In the 68-page report released Friday, HRW says it has witness accounts and video evidence to support claims that the “overwhelming majority” of the victims in the two towns were killed after military clashes ended and opposition fighters had retreated from the area. Most of the victims were shoot at close range, the group said, adding that the actual number of casualties is likely to be higher as it’s difficult to access the area, Banias in particular, to account for the dead.

On the morning of May 2, Syrian government forces and militiamen clashed with opposition fighters near Bayda, a town of about 7,000 residents, mostly Sunnis. Witnesses told HRW that rebels retreated in early afternoon, when government troops entered the town, doing house-to-house searches.

Over a period of three hours, they “entered homes, separated men from women, rounded up the men of each neighborhood in one spot, and executed them by shooting them at close range,” the report said.

HRW activists documented the names of at least 23 women and 14 children, including infants, killed in that incident, the report said.

At the time, Syrian authorities acknowledged its troops were operating in Bayda and Banias but said they battled and killed many “terrorists” there, the government’s term for rebels fighting to topple Assad’s regime.

Syria’s crisis stared in March 2011 as largely peaceful protests against Assad’s rule. The uprising turned into civil war after some opposition supporters took up arms to fight a harsh government crackdown on dissent. In the past two years, the fighting has taken increasingly sectarian overtones.

In the aftermath of the alleged chemical attack, Assad denied responsibility and accused U.S. officials of spreading lies without providing evidence. In an interview Thursday, the Syrian president described the Aug. 21 attack as a “U.S.-organized provocation.”

Speaking to Russia’s state Rossiya 24 news channel, Assad agreed to a Russian plan to secure and destroy his chemical weapons but said the proposal would work only if the U.S. halts threats of military action.

Assad also said his government will start submitting data on its chemical weapons stockpile a month after signing the convention banning such weapons.

Russian President Vladimir Putin hailed Syria’s move, telling an international security gathering on Friday in Kyrgyzstan that joining the Chemical Weapons Convention has proven Damascus’ good faith.

It shows that Syria has “serious intentions to embark on that path,” Putin said at the summit dominated by Russia, China and Iran, all Assad allies.

On Monday, Russia proposed that Syria avoid a U.S. military strike by surrendering control over its chemical weapons to the international community for eventual dismantling. Damascus quickly jumped at the offer and top U.S. and Russian diplomats opened talks in Geneva on Thursday to discuss the specifics.
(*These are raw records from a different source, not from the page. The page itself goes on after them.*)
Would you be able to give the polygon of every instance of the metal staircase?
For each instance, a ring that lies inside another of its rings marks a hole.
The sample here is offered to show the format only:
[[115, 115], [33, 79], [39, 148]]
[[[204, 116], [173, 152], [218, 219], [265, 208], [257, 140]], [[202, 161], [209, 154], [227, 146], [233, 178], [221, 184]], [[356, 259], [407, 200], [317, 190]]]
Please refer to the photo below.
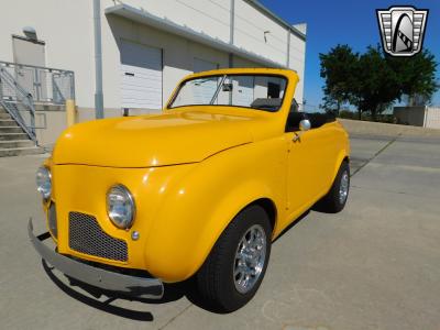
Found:
[[2, 106], [3, 102], [0, 103], [0, 157], [42, 153]]
[[36, 143], [32, 95], [0, 67], [0, 157], [42, 152]]

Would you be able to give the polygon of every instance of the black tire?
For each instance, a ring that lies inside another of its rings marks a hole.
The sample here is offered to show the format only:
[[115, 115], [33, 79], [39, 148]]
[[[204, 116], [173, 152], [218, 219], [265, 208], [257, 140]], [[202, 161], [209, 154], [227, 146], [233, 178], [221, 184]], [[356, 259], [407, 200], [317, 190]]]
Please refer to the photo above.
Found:
[[[346, 196], [342, 200], [340, 198], [340, 189], [343, 182], [343, 177], [345, 175], [348, 180]], [[322, 197], [322, 199], [318, 204], [319, 210], [328, 213], [338, 213], [342, 211], [349, 198], [349, 193], [350, 193], [350, 165], [349, 162], [343, 161], [341, 166], [339, 167], [337, 177], [334, 178], [330, 191], [324, 197]]]
[[[266, 238], [265, 260], [252, 288], [240, 293], [235, 287], [237, 252], [242, 238], [252, 228], [263, 229]], [[266, 211], [252, 205], [242, 210], [220, 235], [196, 275], [197, 289], [207, 307], [217, 312], [231, 312], [244, 306], [258, 289], [271, 255], [272, 227]]]

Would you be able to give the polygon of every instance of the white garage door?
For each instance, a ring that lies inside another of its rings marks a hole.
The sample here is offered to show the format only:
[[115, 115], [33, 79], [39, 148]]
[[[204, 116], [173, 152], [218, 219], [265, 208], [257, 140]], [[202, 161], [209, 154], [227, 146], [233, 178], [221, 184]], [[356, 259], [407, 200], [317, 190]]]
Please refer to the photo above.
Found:
[[122, 41], [122, 108], [162, 109], [162, 50]]

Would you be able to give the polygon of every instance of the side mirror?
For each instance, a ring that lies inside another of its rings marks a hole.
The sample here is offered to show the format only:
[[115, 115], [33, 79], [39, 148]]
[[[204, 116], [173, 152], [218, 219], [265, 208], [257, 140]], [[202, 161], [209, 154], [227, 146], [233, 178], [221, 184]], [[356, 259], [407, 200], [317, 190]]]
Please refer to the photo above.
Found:
[[311, 129], [311, 123], [310, 123], [310, 121], [308, 119], [302, 119], [299, 122], [299, 130], [300, 131], [305, 132], [305, 131], [308, 131], [310, 129]]

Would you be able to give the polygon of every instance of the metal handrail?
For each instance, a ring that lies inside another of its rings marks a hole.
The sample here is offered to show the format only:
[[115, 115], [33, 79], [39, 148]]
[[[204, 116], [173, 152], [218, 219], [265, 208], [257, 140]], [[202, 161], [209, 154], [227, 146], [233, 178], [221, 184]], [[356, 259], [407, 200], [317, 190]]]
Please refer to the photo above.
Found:
[[[14, 80], [31, 94], [36, 103], [65, 105], [66, 99], [75, 99], [75, 74], [72, 70], [18, 64], [0, 61]], [[3, 95], [14, 99], [15, 95]]]
[[12, 63], [12, 62], [7, 62], [7, 61], [0, 61], [0, 65], [6, 65], [6, 66], [16, 66], [16, 67], [32, 67], [32, 68], [37, 68], [37, 69], [45, 69], [50, 72], [61, 72], [61, 73], [69, 73], [74, 75], [73, 70], [65, 70], [65, 69], [58, 69], [54, 67], [47, 67], [47, 66], [36, 66], [36, 65], [30, 65], [30, 64], [20, 64], [20, 63]]
[[[2, 90], [3, 84], [6, 84], [11, 90], [14, 90], [16, 101], [24, 106], [26, 111], [29, 111], [31, 117], [31, 122], [26, 124], [25, 120], [20, 113], [20, 110], [12, 102], [4, 100]], [[14, 77], [8, 73], [4, 68], [0, 67], [0, 105], [8, 111], [12, 119], [23, 129], [28, 136], [35, 142], [35, 108], [32, 95], [29, 94], [20, 84], [16, 82]]]

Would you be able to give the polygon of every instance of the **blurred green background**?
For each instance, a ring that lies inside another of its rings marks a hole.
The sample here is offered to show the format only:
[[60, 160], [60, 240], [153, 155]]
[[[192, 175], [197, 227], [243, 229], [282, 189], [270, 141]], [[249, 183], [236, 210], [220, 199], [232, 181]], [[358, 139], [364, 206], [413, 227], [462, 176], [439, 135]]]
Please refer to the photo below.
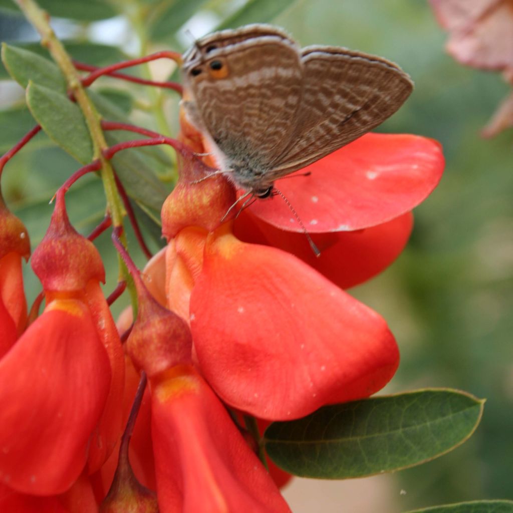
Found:
[[[401, 349], [401, 366], [387, 391], [447, 386], [487, 400], [481, 425], [463, 446], [387, 479], [385, 496], [392, 503], [382, 502], [379, 510], [513, 499], [513, 130], [490, 140], [480, 136], [508, 93], [499, 74], [464, 67], [447, 56], [446, 34], [424, 0], [41, 3], [59, 16], [55, 29], [61, 37], [73, 42], [70, 49], [76, 58], [91, 64], [104, 65], [156, 49], [181, 50], [193, 36], [220, 26], [266, 22], [285, 28], [303, 46], [336, 45], [378, 54], [397, 62], [411, 75], [416, 89], [410, 99], [380, 130], [411, 132], [440, 141], [447, 159], [445, 176], [416, 209], [415, 231], [397, 262], [351, 292], [388, 321]], [[0, 38], [35, 41], [23, 18], [8, 10], [11, 5], [0, 0]], [[172, 71], [154, 69], [161, 79]], [[0, 78], [6, 79], [0, 82], [3, 152], [33, 122], [22, 106], [22, 89], [8, 83], [5, 72]], [[160, 131], [169, 126], [173, 133], [177, 102], [172, 92], [102, 83], [96, 90], [120, 115], [130, 114], [135, 122]], [[135, 91], [135, 95], [129, 91]], [[164, 180], [165, 197], [171, 187], [172, 154], [152, 150], [148, 154], [151, 170]], [[42, 135], [6, 167], [4, 195], [26, 223], [33, 248], [48, 226], [52, 211], [48, 200], [79, 167]], [[88, 233], [103, 216], [100, 181], [93, 176], [84, 180], [68, 198], [72, 221]], [[150, 231], [155, 235], [150, 237], [155, 250], [162, 244], [158, 229], [146, 214], [139, 213], [150, 227], [147, 236]], [[142, 265], [144, 257], [132, 239], [130, 244]], [[108, 267], [108, 293], [116, 280], [116, 259], [108, 235], [101, 237], [98, 245]], [[37, 282], [29, 270], [27, 278], [32, 299], [38, 291]], [[116, 306], [116, 311], [120, 308]], [[369, 486], [377, 483], [382, 487], [380, 479], [371, 478]], [[362, 481], [358, 493], [365, 494]], [[332, 484], [334, 489], [337, 484]], [[293, 510], [321, 510], [294, 499], [293, 486], [286, 492]], [[332, 510], [323, 507], [323, 511], [369, 510], [362, 509], [358, 501], [351, 503], [356, 505], [352, 509], [344, 509], [351, 488], [350, 483], [344, 487], [343, 493], [332, 500]]]

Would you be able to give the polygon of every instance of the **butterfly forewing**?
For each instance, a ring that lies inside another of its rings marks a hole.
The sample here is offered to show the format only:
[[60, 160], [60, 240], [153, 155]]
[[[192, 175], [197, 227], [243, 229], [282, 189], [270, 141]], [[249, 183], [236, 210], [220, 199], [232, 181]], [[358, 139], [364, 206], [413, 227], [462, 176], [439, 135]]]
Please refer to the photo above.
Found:
[[[225, 76], [208, 74], [214, 61]], [[230, 161], [266, 170], [292, 136], [302, 89], [297, 46], [262, 36], [211, 50], [202, 68], [201, 79], [187, 80], [205, 128]]]
[[303, 93], [291, 143], [277, 156], [273, 179], [329, 154], [372, 130], [413, 85], [388, 61], [333, 47], [303, 50]]
[[190, 117], [235, 183], [257, 195], [372, 130], [412, 89], [385, 59], [338, 47], [302, 50], [269, 25], [203, 38], [183, 71]]

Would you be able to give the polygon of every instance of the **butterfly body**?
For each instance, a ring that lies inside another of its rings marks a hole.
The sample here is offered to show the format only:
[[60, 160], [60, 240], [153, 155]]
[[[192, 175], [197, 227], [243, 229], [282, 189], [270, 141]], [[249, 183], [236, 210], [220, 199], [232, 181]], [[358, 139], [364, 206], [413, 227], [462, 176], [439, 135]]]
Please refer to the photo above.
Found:
[[385, 59], [337, 47], [301, 49], [264, 25], [215, 33], [184, 56], [191, 121], [239, 187], [265, 197], [391, 115], [412, 84]]

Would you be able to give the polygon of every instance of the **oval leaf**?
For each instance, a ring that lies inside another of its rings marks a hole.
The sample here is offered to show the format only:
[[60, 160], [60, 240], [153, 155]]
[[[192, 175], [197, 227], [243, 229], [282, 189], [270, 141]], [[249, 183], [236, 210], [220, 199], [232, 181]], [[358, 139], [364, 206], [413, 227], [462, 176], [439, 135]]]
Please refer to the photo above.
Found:
[[22, 87], [31, 81], [40, 86], [65, 93], [66, 79], [51, 61], [24, 48], [2, 44], [2, 60], [11, 76]]
[[32, 82], [27, 104], [43, 129], [82, 164], [92, 158], [92, 143], [80, 109], [67, 96]]
[[472, 501], [456, 504], [435, 506], [425, 509], [416, 509], [408, 513], [513, 513], [511, 501]]
[[440, 389], [325, 406], [271, 424], [264, 442], [273, 461], [296, 476], [362, 477], [418, 465], [454, 448], [476, 429], [483, 402]]

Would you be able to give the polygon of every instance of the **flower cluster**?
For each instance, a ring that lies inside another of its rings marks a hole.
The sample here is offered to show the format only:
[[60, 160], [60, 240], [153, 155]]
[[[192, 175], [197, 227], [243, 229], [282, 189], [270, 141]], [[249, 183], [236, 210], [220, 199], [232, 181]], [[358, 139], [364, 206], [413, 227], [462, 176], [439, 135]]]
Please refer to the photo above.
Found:
[[368, 134], [283, 180], [286, 201], [238, 212], [240, 192], [209, 175], [215, 163], [193, 153], [208, 152], [202, 134], [181, 121], [167, 246], [140, 273], [113, 230], [137, 298], [127, 337], [65, 188], [31, 258], [39, 314], [23, 291], [28, 234], [0, 205], [2, 511], [288, 511], [262, 427], [368, 397], [398, 367], [384, 320], [345, 289], [402, 250], [439, 145]]

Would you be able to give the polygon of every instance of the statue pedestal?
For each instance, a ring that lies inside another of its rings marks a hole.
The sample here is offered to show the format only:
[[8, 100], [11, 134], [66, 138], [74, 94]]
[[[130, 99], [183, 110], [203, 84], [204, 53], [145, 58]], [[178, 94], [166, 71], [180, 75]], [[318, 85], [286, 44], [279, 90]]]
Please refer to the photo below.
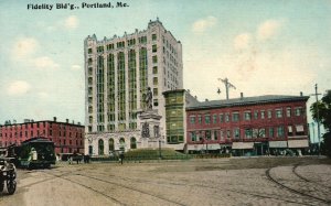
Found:
[[157, 109], [148, 109], [138, 115], [138, 124], [141, 131], [141, 138], [138, 148], [158, 148], [160, 141], [160, 119], [162, 116]]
U.S. Secretary of State John Kerry and a team of U.S. experts were to meet their Russian counterparts Friday for the second day of talks on a plan how some 1,000 tons of chemical weapons stocks and precursor materials as well as potential delivery systems could be safely inventoried and isolated under international control.

Russia, backed by China, has repeatedly used veto power at the Security Council to block resolutions calling for sanctions against Assad’s regime.